His performance in the final presidential debate was superb for exactly that same reason.
What's different now is that, sometime before the third debate, this man faced and centered himself in the tragic optimism, borne of a broken heart, that is every American's lot and is every great president's even more so.
No president since Lincoln has been able to show this fully to the public without losing his presidency, and Obama seemed to be losing his own by showing it during the first debate. But last night he did what he had to do to communicate and to lead the country around Mitt Romney, most pundits and political consultants, and even those voters, including his own supporters, who haven't faced the tragic truth enough to rise above it rather than run from it.
For those who had eyes to see, Obama's existential command of this challenge was even more impressive than his command of a foreign-policy realism deeper than that of Romney's neo-conservative advisers and donors.
Mitt Romney did see this, I think, in the way any ragingly surreal, typically American fraud occasionally senses his own emptiness before someone wise and strong enough to be shouldering the burden of tragic optimism.
And what is that burden? The philosopher George Santayana characterized the American as "an idealist working on matter," successful in invention, conservative in reform, and quick in emergencies. "There is an enthusiasm in his sympathetic handling of material forces which goes far to cancel the illiberal character it might otherwise assume."
But not far enough, and that's the tragedy that Romney carries so lightly, at disastrous cost to society, as Benjamin Wallace-Wells' remarkably understanding, almost empathetic, portrait of "The Romney Economy" makes clear. Romney's Mormonism takes this very American way of spiritualizing of the material and materializing of the spiritual to surreal lengths, as Chris Lehmann showed memorably in Harpers.
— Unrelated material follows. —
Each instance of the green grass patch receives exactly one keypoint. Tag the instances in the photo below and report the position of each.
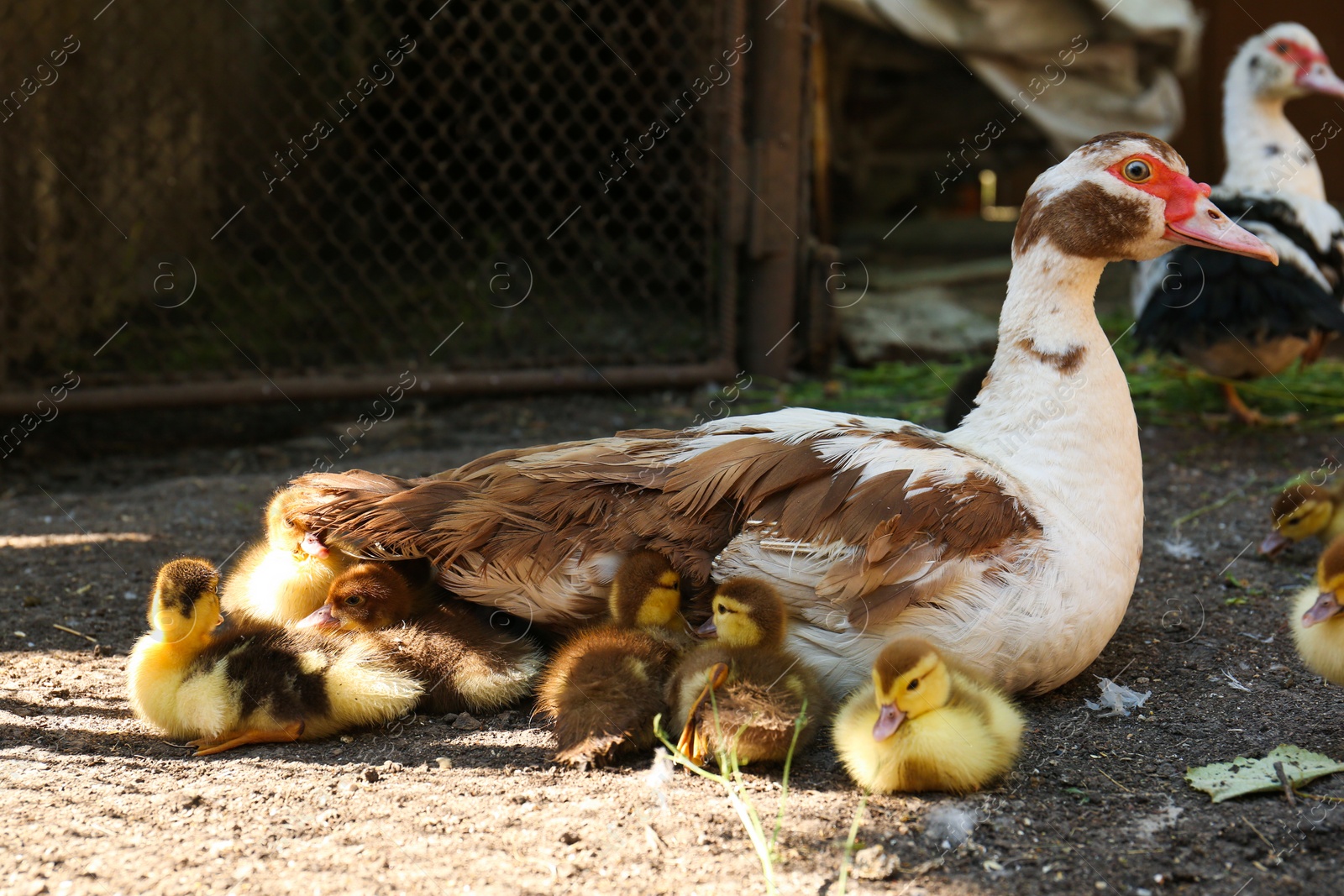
(1166, 391)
By contrast, although I hate to remind everyone of it, Obama's pastor Jeremiah Wright cried "God damn America!" in the voice of an older, darker, equally American way of juggling the material and the spiritual -- the Puritan way of John Winthrop, from whose congregational churches Wright's Trinity United Church of Christ is descended, and who warned that if Americans succumbed to "carnall lures" they would turn their city upon a hill into a mockery among the nations:
"If we deale falsely with our god in this worke wee have undertaken and soe cause him to withdrawe his present help from us, wee shall be made a story and a byword through the world, wee shall open the mouthes of enemies to speake evill of the wayes of god and all professours for Gods sake; wee shall shame the faces of many of gods worthy servants, and cause theire prayers to be turned into Cursses upon us till wee be consumed out of the good land whether wee are going,"
The exuberant subversion of this warning is not only Mormonism's doing. It's Ayn Rand's fault, too. And it's the fault of American jurisprudence that, as I showed here after the first debate, miscasts algorithmically driven, civically mindless business corporations as "persons" whose "speech" the First Amendment was supposedly crafted to protect.
Romney and Ayn Rand's apostle Paul Ryan throw into high relief what this country has become, what Winthrop warned us against becoming. Obama understands this more deeply than almost anyone, and his performance in the first debate was a casualty of his disinclination to suffer fools who propose to tackle this society's problems with refreshed ignorance of the truth that a country is not a company.
But Obama cannot say "God damn America!" He cannot be frank about how far off the cliff our legislative and jurisprudential construction of business corporations has taken us. He has to sustain an optimism that is aware of its own tragedy but rises above it. In the third debate, he did it.